An Excellent Editorial.—Score one for the Boston (Mass.) Transcript, which says:

“There may have been valid reasons for pardoning a man who has served four years in our state prison for forging checks and since then has been in the Springfield jail for another offense, but it is hardly treating our neighbors well that one of the conditions of his pardon is that he shall leave the state. If he is entitled to pardon at all he is entitled to a chance to prove that he is worthy of it in the jurisdiction where his offenses were committed. It looks too much like passing our burdens on to others. We have criticised the Italian government on the alleged charge that, instead of being at the expense and trouble of punishing its own criminals it has frequently connived at their emigration to this country. There is ethically not much difference between that and our own practices. Every state should be responsible for its own offenders. We do not want the ‘undesirable citizens’ from other countries or commonwealths passed upon us and doubtless other states feel the same way about it.”


Easy Money.”—Attention has been called by a Boston newspaper to the vitality which the so-called “Spanish prisoner” swindle exhibits, despite the repeated exposures to which the game has been subjected, by the press of the country. Communities in New England, equally with other sections of the country, continue to report the receipt of fake appeals, along with the extravagant promises of rewards if money is sent on, by which the languishing prisoner may be released from prison, and thus enabled to enter upon possession of his gigantic fortune. The appeals, it is easy to perceive, would not be sent to individuals where the swindle has been laid bare, time and again, if out of the batch of people thus addressed, gullibles were not found in number sufficient to render the game a profitable one to the swindlers.

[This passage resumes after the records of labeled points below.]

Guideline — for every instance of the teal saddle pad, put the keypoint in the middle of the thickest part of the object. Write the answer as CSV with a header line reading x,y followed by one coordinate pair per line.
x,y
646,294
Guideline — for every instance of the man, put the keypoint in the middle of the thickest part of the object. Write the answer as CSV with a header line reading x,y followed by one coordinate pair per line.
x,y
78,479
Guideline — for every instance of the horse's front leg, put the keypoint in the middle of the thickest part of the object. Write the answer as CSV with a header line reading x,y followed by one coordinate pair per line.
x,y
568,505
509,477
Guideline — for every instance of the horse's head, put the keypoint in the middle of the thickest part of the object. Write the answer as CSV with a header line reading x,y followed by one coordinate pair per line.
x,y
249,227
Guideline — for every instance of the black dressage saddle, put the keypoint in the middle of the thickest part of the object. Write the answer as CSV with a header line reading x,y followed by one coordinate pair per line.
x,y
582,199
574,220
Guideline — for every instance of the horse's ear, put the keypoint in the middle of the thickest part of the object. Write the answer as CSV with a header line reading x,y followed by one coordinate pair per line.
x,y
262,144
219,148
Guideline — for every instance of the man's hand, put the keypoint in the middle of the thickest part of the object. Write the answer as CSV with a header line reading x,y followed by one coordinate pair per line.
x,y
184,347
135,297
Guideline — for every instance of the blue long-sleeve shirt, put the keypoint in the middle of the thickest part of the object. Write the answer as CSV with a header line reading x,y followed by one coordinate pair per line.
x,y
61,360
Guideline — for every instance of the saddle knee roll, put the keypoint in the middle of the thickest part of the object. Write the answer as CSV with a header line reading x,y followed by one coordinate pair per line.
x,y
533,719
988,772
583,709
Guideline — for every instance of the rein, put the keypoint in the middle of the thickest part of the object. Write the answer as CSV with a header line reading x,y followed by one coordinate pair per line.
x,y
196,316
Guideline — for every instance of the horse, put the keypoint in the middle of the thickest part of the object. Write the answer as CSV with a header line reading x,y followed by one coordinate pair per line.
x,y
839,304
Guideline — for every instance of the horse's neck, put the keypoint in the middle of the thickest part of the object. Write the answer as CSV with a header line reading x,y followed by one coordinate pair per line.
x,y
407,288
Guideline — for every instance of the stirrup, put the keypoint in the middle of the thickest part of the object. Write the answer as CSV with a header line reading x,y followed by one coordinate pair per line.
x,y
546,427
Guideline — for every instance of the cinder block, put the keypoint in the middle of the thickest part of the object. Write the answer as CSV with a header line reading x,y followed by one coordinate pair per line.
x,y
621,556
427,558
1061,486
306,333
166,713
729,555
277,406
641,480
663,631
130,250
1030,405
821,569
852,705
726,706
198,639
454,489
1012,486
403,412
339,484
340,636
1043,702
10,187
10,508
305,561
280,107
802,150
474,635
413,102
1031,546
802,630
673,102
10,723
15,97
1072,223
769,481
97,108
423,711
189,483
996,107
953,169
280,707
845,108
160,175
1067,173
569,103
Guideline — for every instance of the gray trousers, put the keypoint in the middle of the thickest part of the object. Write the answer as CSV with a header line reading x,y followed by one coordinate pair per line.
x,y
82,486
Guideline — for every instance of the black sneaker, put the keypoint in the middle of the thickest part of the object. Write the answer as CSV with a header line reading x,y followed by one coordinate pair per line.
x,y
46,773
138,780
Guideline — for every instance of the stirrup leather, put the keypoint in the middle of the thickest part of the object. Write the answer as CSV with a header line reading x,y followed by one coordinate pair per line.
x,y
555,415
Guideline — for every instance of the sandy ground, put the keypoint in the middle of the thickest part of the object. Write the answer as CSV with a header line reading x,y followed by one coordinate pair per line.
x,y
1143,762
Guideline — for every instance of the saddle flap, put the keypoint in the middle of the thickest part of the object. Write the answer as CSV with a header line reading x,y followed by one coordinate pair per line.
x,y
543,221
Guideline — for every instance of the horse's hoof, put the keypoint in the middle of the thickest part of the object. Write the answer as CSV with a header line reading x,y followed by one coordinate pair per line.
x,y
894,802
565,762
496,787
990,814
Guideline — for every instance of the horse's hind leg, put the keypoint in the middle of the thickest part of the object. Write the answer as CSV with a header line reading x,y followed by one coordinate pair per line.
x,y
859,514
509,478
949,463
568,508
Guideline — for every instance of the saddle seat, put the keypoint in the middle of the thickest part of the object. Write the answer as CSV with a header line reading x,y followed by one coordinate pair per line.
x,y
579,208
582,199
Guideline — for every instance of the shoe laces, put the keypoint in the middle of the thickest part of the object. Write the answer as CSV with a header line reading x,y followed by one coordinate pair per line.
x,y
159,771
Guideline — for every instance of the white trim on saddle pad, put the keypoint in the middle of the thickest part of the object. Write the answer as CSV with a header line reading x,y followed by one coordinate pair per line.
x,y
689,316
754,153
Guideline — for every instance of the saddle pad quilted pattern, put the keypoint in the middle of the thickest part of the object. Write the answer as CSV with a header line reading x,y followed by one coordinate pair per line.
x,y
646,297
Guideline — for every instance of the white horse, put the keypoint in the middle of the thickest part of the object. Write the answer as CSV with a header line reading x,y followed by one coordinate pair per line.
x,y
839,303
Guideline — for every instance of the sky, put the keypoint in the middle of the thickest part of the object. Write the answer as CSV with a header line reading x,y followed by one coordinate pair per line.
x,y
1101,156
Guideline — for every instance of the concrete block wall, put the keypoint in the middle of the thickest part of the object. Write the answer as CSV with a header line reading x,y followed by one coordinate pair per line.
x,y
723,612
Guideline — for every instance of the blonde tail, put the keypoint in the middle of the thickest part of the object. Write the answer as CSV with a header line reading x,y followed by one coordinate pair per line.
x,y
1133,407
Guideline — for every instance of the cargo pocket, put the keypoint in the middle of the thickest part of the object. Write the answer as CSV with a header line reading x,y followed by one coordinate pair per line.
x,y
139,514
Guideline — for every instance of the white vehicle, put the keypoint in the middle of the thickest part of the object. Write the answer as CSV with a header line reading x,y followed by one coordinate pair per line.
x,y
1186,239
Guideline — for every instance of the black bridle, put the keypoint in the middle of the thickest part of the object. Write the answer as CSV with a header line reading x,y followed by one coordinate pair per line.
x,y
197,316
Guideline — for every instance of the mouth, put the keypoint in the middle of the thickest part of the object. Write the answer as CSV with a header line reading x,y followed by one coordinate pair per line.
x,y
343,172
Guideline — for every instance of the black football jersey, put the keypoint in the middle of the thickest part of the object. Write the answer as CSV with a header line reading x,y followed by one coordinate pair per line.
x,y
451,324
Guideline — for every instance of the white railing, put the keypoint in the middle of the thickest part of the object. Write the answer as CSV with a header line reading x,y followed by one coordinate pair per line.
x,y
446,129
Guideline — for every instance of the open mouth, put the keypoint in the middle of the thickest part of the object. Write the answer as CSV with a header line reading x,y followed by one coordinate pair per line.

How Many Prisoners Are Innocent?—In a report read at the Omaha annual meeting of the American prison association, Frank L. Randall, chairman of the committee on reformatory work and parole, reported that the committee devoted an entire year to its search for a case of capital punishment wherein there was a reasonable doubt as to the guilt of the victim, and so far has discovered not a single definite case of the kind. This search was carried on in every prison in the United States and in Canada, a personal letter having been written to the warden of every state prison in both countries, and each official was asked the following questions:

1. Have you personal knowledge of the execution of any person, on conviction of murder, whom you believe, from subsequent developments, to have been innocent?

2. Have you personal knowledge of the imprisonment, on conviction of heinous crime, of any person whom you believe, from subsequent developments, to have been innocent?

3. If either of the last two questions is answered in the affirmative, was the victim a worthy person?

To the first question every warden in the United States and Canada answered “No” unequivocally, with the exception of R. W. McClaughry, warden of the government prison at Fort Leavenworth, Kansas. Colonel McClaughry was not sure, but said: “I know of one or two who may, in my opinion, have been executed wrongly.”